McShane ultimately ruled that the threat to health care for low-income Americans outweighs the feds' allegiance to outdated case law.
"Part of this rule contains an arrogant assumption that the government is better suited to direct the health care of women than their medical provider," said McShane, speaking at the end of the hearing. "The final rule would create a class of women who are barred from receiving care consistent with professional medical standards. The consequences of health outcomes on individual families and communities and states would be severe."

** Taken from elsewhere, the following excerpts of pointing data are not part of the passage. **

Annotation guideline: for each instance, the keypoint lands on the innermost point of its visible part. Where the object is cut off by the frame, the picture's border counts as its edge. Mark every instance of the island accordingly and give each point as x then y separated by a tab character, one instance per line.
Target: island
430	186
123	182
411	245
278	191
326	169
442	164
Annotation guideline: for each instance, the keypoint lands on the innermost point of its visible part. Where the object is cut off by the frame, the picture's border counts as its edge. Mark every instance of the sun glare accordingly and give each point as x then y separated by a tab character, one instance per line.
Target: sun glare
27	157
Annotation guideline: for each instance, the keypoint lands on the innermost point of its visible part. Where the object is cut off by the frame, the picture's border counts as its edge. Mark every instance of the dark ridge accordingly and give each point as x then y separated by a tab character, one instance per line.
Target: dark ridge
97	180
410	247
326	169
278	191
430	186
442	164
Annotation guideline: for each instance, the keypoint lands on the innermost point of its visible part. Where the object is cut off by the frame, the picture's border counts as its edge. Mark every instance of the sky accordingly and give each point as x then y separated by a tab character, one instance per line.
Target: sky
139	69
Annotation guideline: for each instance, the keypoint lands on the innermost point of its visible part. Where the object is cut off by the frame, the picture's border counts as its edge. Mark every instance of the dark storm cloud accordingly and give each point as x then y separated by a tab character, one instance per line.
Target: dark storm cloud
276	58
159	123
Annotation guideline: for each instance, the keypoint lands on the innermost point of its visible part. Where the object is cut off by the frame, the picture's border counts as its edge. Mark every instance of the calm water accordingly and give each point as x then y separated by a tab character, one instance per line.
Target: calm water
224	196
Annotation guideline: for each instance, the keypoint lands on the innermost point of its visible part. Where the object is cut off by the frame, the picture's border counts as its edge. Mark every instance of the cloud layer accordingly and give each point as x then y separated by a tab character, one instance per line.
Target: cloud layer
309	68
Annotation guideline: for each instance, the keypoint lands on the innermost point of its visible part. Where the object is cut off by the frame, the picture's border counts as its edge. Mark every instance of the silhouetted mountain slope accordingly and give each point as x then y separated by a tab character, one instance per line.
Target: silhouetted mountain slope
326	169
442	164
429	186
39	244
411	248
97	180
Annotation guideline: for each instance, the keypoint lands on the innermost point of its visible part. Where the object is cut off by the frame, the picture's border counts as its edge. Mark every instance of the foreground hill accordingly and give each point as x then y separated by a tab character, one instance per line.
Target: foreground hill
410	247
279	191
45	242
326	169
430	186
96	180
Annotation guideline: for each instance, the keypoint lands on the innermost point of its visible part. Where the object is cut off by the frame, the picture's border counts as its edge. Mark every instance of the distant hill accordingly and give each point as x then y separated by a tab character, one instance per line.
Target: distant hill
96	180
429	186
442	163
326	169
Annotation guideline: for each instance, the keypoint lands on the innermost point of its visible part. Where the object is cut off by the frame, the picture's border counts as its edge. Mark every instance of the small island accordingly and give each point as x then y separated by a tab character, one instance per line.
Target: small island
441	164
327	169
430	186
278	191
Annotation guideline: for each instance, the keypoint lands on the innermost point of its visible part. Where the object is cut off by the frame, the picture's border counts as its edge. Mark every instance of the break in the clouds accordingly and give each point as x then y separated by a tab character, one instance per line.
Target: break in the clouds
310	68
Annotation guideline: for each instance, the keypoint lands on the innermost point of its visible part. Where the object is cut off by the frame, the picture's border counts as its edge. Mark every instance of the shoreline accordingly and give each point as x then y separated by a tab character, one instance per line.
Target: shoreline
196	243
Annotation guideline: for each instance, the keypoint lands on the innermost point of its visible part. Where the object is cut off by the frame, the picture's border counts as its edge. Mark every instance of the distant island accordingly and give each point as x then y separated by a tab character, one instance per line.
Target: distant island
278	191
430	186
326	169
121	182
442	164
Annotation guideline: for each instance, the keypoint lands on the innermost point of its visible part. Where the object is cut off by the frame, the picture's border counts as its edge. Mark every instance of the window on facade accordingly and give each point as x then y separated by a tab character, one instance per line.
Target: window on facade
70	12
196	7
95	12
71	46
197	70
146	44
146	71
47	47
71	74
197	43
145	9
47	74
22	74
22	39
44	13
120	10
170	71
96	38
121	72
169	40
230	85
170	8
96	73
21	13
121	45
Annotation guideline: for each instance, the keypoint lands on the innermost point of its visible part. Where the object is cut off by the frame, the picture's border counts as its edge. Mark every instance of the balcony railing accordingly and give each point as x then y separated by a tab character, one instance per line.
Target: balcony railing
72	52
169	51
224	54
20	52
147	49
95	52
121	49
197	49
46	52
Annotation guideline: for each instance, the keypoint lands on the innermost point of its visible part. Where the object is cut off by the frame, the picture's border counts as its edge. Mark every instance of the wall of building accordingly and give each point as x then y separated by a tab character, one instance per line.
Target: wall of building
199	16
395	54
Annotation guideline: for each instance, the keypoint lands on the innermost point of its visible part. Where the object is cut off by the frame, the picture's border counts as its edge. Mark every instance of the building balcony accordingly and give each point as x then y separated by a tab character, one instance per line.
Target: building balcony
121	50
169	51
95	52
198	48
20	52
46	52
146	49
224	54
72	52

McShane said he plans on granting the plaintiffs the injunction, but isn't certain how many jurisdictions the injunction will cover. He has the option to only grant it to Oregon, or to the 21 states that signed onto the case, or the entire country.
"He’s cognizant of being one judge... who will be potentially declaring that this law should not go into effect accross the entire country," said Rosenblum after the hearing. "This will effect the budgets of every state. I think he’s sweating it a bit."
This Oregon-led case isn't the only federal complaint against the pending rule. California, Washington, Maine, and the City of Baltimore, Maryland have all introduced separate injunctions against the HHS policy. All of them are still waiting for a judge's final decision.
Rosenblum said that McShane may want to discuss the scope of his ruling with those judges before making his final decision.
"He’s being careful and humble and will make the right decision," she said.
McShane has until May 3 to release his final ruling.